This vignette provides some further detail on the vector attribute subsetting section (see https://geocompr.robinlovelace.net/attr.html#vector-attribute-subsetting ) and the spatial subsetting section (see https://geocompr.robinlovelace.net/spatial-operations.html#spatial-subsetting ) of the Geocomputation with R book. It goal is to demonstrate some subtleties of spatial subsetting of sf objects using base R and tidyverse methods.

The starting point is to attach necessary packages:

library(sf)
library(spData)
library(tidyverse)

And subsetting canterbury and nz_height features in the region:

canterbury = nz %>% filter(Name == "Canterbury")
canterbury_height = nz_height[canterbury, ]

## Subsetting with intermediary objects

We can see how to get a list representation for subsetting:

sel_sgbp = st_intersects(x = nz_height, y = canterbury)
class(sel_sgbp)
## [1] "sgbp"
sel_logical = lengths(sel_sgbp) > 0

In the above code chunk, an object of class sgbp is created and then converted into a logical vector sel_logical.

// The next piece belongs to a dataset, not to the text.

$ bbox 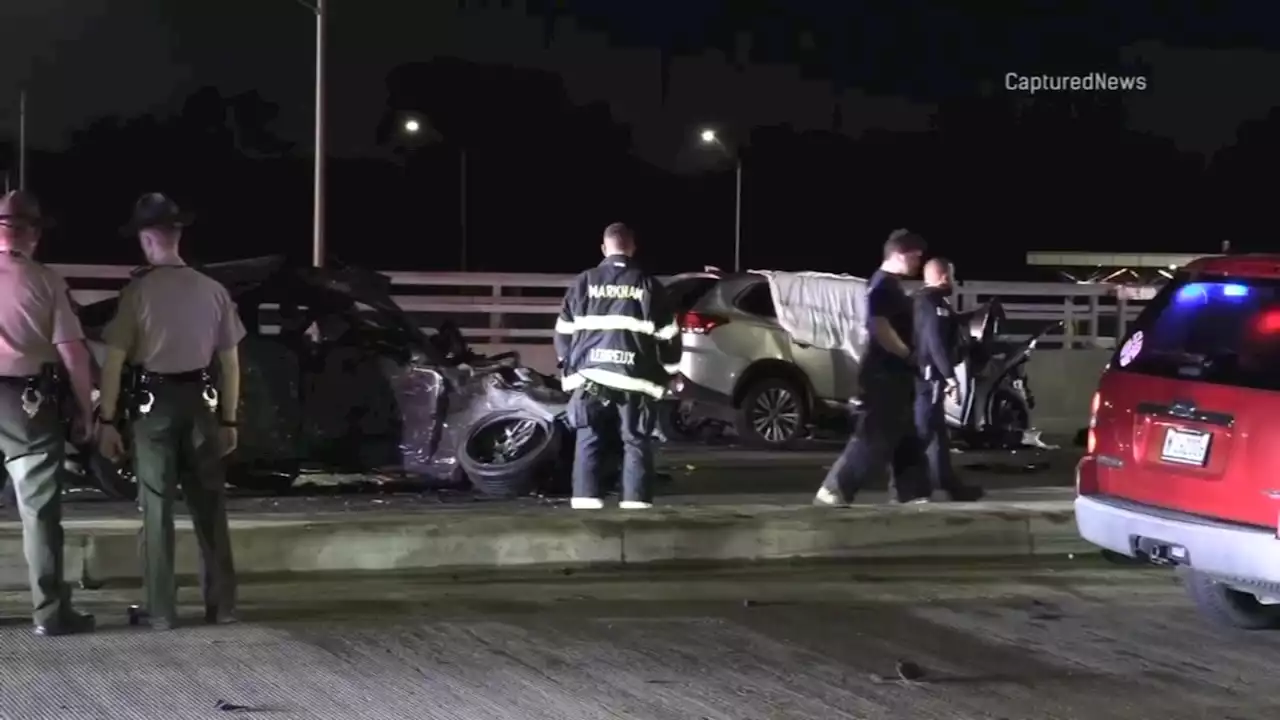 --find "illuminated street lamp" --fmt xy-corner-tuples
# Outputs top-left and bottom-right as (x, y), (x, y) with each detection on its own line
(297, 0), (325, 268)
(399, 117), (468, 272)
(698, 128), (742, 273)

Values of TRUE in sel_logical represents points from nz_height that intersects with the canterbury polygon. In other words, it returns elevation points located in the Canterbury region.

Use the result using base R:

canterbury_height2 = nz_height[sel_logical, ]

And use the result with the tidyverse:

canterbury_height3 = nz_height %>% filter(sel_logical)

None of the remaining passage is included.